JVM garbage collector (3)

Knowledge points of garbage collection

Reference counting

Add a reference counter to the object, and whenever the object is referenced in a place, the calculator increases by 1. If the reference fails, the calculator decrements by 1. If the number of calculators is 0, then this object is invalid.
But if the two objects are not used, but they refer to each other, it will cause each other's reference count to not be equal to 0, roughly GC cannot recycle the object

Advantages: simple implementation and high judgment efficiency.
Disadvantages: It is difficult to solve the problem of circular references between objects. For example, the following example

Accessibility analysis

When the JVM is recycling objects, it needs to determine whether the object is still in use, and can be treasonable through GC Roots Tracing
Accessibility analysis

GC Roots objects include the following:

  • Reference objects of local variables in the stack frame of the virtual machine stack
  • Reference objects for static properties in the method area
  • Constant reference objects in the method area
  • JNI reference object in the local method stack

Advantages: more precise and rigorous, can analyze the mutual reference of circular data structures;
disadvantages: more complicated to implement, need to analyze a lot of data, consume a lot of time, the analysis process requires GC pause (reference relationship cannot change), that is, pause all Java Execution thread (called "Stop The World", which is the focus of garbage collection).

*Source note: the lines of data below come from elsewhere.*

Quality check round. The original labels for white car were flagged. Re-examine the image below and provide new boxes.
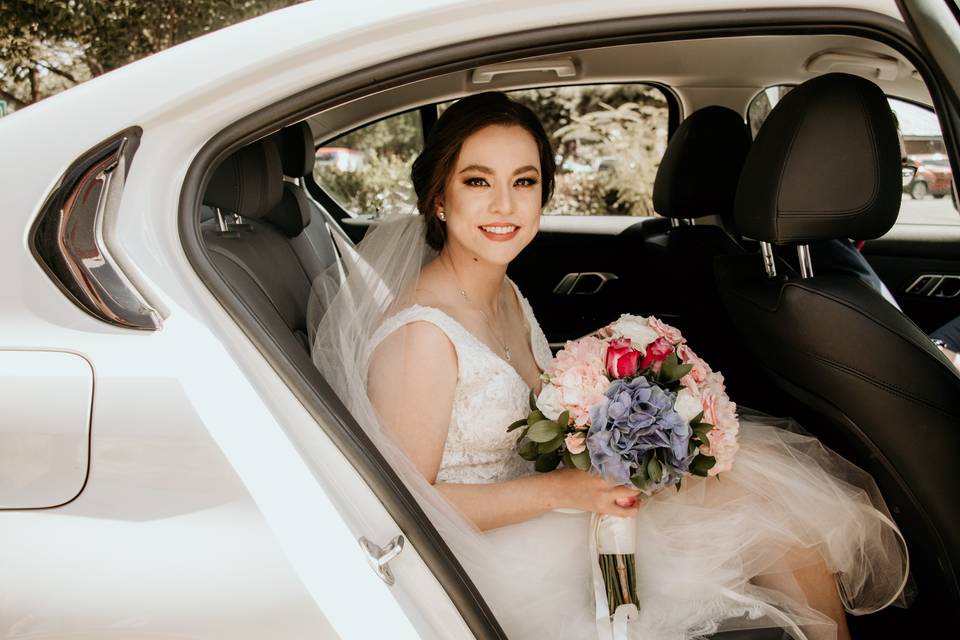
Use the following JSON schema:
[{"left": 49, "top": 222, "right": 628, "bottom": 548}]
[{"left": 0, "top": 0, "right": 960, "bottom": 640}]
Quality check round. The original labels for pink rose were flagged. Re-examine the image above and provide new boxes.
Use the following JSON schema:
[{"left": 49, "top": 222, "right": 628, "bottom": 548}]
[
  {"left": 647, "top": 316, "right": 686, "bottom": 344},
  {"left": 640, "top": 337, "right": 673, "bottom": 370},
  {"left": 563, "top": 432, "right": 587, "bottom": 454},
  {"left": 700, "top": 372, "right": 740, "bottom": 476},
  {"left": 606, "top": 338, "right": 640, "bottom": 379},
  {"left": 677, "top": 344, "right": 713, "bottom": 389}
]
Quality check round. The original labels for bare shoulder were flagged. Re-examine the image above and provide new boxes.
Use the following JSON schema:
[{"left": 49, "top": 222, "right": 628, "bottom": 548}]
[{"left": 370, "top": 320, "right": 457, "bottom": 384}]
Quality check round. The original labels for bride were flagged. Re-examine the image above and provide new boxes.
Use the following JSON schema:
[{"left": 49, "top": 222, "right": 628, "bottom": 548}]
[{"left": 313, "top": 93, "right": 907, "bottom": 639}]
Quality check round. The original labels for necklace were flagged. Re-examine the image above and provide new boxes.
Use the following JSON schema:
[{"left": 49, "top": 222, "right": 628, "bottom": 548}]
[{"left": 447, "top": 255, "right": 512, "bottom": 362}]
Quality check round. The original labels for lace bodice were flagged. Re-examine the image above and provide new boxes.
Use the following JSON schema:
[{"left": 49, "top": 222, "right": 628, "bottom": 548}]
[{"left": 370, "top": 281, "right": 552, "bottom": 484}]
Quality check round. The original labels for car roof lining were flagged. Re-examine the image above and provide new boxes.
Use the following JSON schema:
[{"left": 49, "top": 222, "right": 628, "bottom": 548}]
[{"left": 307, "top": 34, "right": 932, "bottom": 142}]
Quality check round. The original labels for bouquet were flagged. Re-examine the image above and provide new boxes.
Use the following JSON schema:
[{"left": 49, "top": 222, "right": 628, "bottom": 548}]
[{"left": 508, "top": 315, "right": 739, "bottom": 615}]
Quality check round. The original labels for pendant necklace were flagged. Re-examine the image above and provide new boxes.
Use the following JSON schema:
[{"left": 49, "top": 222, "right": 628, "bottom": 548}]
[{"left": 447, "top": 254, "right": 512, "bottom": 362}]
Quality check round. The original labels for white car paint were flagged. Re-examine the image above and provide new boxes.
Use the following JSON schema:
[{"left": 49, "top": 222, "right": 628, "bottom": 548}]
[{"left": 0, "top": 0, "right": 897, "bottom": 639}]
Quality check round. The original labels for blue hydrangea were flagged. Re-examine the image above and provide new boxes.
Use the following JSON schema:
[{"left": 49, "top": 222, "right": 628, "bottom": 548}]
[{"left": 587, "top": 376, "right": 696, "bottom": 485}]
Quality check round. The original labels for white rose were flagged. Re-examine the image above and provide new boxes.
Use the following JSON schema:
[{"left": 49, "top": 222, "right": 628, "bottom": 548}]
[
  {"left": 612, "top": 314, "right": 660, "bottom": 352},
  {"left": 673, "top": 389, "right": 703, "bottom": 422},
  {"left": 537, "top": 384, "right": 563, "bottom": 420}
]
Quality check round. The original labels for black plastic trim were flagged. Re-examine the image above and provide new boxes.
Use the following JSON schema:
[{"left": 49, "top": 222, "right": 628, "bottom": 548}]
[{"left": 179, "top": 7, "right": 939, "bottom": 638}]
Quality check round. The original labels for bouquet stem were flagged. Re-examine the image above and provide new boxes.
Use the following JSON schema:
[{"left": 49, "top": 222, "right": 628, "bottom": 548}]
[{"left": 597, "top": 516, "right": 637, "bottom": 615}]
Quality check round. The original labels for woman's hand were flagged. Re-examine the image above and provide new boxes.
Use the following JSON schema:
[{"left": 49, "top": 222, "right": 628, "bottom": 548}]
[{"left": 546, "top": 469, "right": 642, "bottom": 518}]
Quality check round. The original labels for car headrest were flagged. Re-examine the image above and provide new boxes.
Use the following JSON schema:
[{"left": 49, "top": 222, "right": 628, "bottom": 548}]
[
  {"left": 653, "top": 106, "right": 750, "bottom": 224},
  {"left": 263, "top": 182, "right": 310, "bottom": 238},
  {"left": 734, "top": 73, "right": 902, "bottom": 244},
  {"left": 271, "top": 122, "right": 315, "bottom": 178},
  {"left": 203, "top": 140, "right": 283, "bottom": 218}
]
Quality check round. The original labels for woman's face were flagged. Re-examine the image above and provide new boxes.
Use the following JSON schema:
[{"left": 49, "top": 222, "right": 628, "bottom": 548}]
[{"left": 440, "top": 125, "right": 542, "bottom": 265}]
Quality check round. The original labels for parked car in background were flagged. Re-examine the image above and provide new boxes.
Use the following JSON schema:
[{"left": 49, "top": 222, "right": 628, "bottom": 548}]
[{"left": 903, "top": 153, "right": 953, "bottom": 200}]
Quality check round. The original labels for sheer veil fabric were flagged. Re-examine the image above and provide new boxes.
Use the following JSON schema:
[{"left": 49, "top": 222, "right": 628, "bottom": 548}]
[{"left": 309, "top": 215, "right": 908, "bottom": 640}]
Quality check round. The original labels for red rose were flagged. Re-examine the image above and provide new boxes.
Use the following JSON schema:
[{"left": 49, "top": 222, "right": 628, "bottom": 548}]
[
  {"left": 606, "top": 338, "right": 640, "bottom": 378},
  {"left": 640, "top": 337, "right": 673, "bottom": 369}
]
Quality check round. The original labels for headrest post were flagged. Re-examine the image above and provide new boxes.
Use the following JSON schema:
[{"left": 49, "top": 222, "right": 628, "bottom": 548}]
[
  {"left": 760, "top": 242, "right": 777, "bottom": 278},
  {"left": 797, "top": 244, "right": 813, "bottom": 278},
  {"left": 213, "top": 207, "right": 230, "bottom": 232}
]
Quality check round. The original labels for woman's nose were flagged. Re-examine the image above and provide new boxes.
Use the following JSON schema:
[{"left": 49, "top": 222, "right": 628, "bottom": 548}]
[{"left": 490, "top": 185, "right": 513, "bottom": 214}]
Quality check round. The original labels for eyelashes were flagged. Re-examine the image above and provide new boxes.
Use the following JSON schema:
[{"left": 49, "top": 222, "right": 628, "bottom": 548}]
[{"left": 463, "top": 178, "right": 540, "bottom": 188}]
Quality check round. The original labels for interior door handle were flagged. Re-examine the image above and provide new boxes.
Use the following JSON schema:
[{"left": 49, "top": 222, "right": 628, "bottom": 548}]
[
  {"left": 906, "top": 273, "right": 960, "bottom": 298},
  {"left": 553, "top": 271, "right": 618, "bottom": 296}
]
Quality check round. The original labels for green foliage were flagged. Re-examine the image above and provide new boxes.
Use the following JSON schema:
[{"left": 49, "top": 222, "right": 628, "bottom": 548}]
[{"left": 0, "top": 0, "right": 301, "bottom": 108}]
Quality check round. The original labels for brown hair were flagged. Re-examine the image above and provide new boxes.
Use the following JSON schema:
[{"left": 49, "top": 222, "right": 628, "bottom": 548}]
[{"left": 411, "top": 91, "right": 557, "bottom": 251}]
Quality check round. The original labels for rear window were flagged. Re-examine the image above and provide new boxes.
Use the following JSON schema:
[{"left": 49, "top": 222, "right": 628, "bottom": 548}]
[{"left": 314, "top": 84, "right": 669, "bottom": 216}]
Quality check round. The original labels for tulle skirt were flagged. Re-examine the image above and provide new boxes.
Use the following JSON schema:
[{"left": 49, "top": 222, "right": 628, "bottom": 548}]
[{"left": 466, "top": 416, "right": 908, "bottom": 640}]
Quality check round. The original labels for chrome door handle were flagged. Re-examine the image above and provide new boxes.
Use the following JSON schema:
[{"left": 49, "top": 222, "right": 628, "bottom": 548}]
[
  {"left": 358, "top": 536, "right": 403, "bottom": 585},
  {"left": 553, "top": 271, "right": 618, "bottom": 296}
]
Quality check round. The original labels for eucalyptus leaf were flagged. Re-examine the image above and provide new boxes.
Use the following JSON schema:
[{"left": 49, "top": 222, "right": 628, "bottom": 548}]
[
  {"left": 527, "top": 420, "right": 563, "bottom": 442},
  {"left": 533, "top": 451, "right": 560, "bottom": 473},
  {"left": 690, "top": 455, "right": 717, "bottom": 477},
  {"left": 570, "top": 449, "right": 590, "bottom": 471},
  {"left": 517, "top": 440, "right": 540, "bottom": 460},
  {"left": 507, "top": 418, "right": 527, "bottom": 433},
  {"left": 537, "top": 434, "right": 563, "bottom": 453}
]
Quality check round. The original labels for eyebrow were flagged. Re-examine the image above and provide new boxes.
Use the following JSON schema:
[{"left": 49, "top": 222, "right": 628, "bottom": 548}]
[{"left": 460, "top": 164, "right": 540, "bottom": 176}]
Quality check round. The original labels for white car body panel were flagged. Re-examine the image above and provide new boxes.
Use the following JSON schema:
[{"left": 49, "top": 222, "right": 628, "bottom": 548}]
[{"left": 0, "top": 0, "right": 898, "bottom": 639}]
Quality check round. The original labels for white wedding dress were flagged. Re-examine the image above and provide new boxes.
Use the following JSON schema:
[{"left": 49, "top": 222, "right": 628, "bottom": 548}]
[{"left": 367, "top": 285, "right": 907, "bottom": 640}]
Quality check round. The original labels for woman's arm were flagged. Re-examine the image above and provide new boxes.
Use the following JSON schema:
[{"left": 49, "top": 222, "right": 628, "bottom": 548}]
[{"left": 367, "top": 322, "right": 639, "bottom": 530}]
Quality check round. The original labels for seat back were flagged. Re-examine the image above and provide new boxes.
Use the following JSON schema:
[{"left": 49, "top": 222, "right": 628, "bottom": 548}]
[
  {"left": 717, "top": 74, "right": 960, "bottom": 616},
  {"left": 201, "top": 140, "right": 312, "bottom": 351}
]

4 kinds of reference objects

Reference type usage description
Strong reference Object obj = new Object() When there is a variable reference, there is not enough memory, and the JVM would rather throw OutOfMemory instead of recycling this object
Soft reference SoftReference softRef = new SoftReference (object) Used to describe useful but non-essential objects, that is, when the memory is about to overflow, it will look back at the soft reference associated object
Weak reference WeakReference weakRef= new WeakReference(object) It is used to describe some non-essential objects. Weak reference related objects can only survive until the next garbage collection, regardless of whether the current memory is enough, they will be recycled
Virtual reference ReferenceQueue refQueue= new ReferenceQueue(object) It is to set up a system notification when the referenced object is recycled by GC

Garbage collection algorithm

Mark removal algorithm

It is divided into two steps: marking and clearing. First, mark all the objects to be recycled, and mark all the objects after marking
Mark removal algorithm

Disadvantages: First, the efficiency of marking and cleaning is not high, and second, it will generate a lot of memory fragmentation

Tag sorting algorithm

The steps of the mark sorting algorithm are the same as the mark clearing algorithm, except that the subsequent steps do not directly collect objects for cleaning, but move all surviving objects to one end, and then directly clean the memory beyond the end boundary
Tag sorting algorithm

Replication algorithm

Divide the memory into two equal blocks according to the capacity, and only use one of them at a time. Whenever one block of memory is used up, copy the live objects to another block, and then clean up the
Replication algorithm
shortcomings of the previously used memory space at once : Memory usage will be reduced to half of the original, memory usage is reduced

Generational garbage algorithm

The current commercial virtual machines all use generational collection algorithms, which are divided into several areas according to the different life cycle of the object. Generally, the Java heap area is divided into the new generation and the old generation. In this case, it can be used according to the characteristics of each generation. Different big algorithms

Most of the objects in the new generation are dying, and there is a small amount of knowledge that can survive. At this time, the copy algorithm is preferred. As long as a small number of surviving objects are copied, the cleaning work can be completed.
In the old generation, the probability of survival of the object is very high, there is no additional space for allocation, so the mark-sweep and mark-sort algorithms are used for recycling

Insert picture description here

JDK garbage collector

The default garbage collector

  • 1.7 Parallel Scavenge+ Parallel Old
  • 1.8 Parallel Scavenge + Parallel Old (G1 can also be used)
  • 1.9 G1

New Generation Collectors: Serial, ParNew, Parallel Scavenge

Old generation collector: Serial Old, Parallel Old, CMS

Collector: G1

Insert picture description hereThe interconnected talents can cooperate with each other. The top is the new generation collector, the bottom is the old generation collector

Serial

Single-threaded collector, single-threaded does not only mean using a CPU or a collection instruction to complete the garbage collection work, single-threaded means that when garbage collection and recycling must stop other worker threads until it collects Completion of work

Features: single thread, simple and efficient (compared to the single thread of other collectors), for a single CPU environment, the Serial collector does not have the overhead of thread interaction, concentrating on garbage collection can naturally get the highest single thread mobile effectiveness. When the collector performs garbage collection, it must suspend all other worker threads until it ends (Stop The World).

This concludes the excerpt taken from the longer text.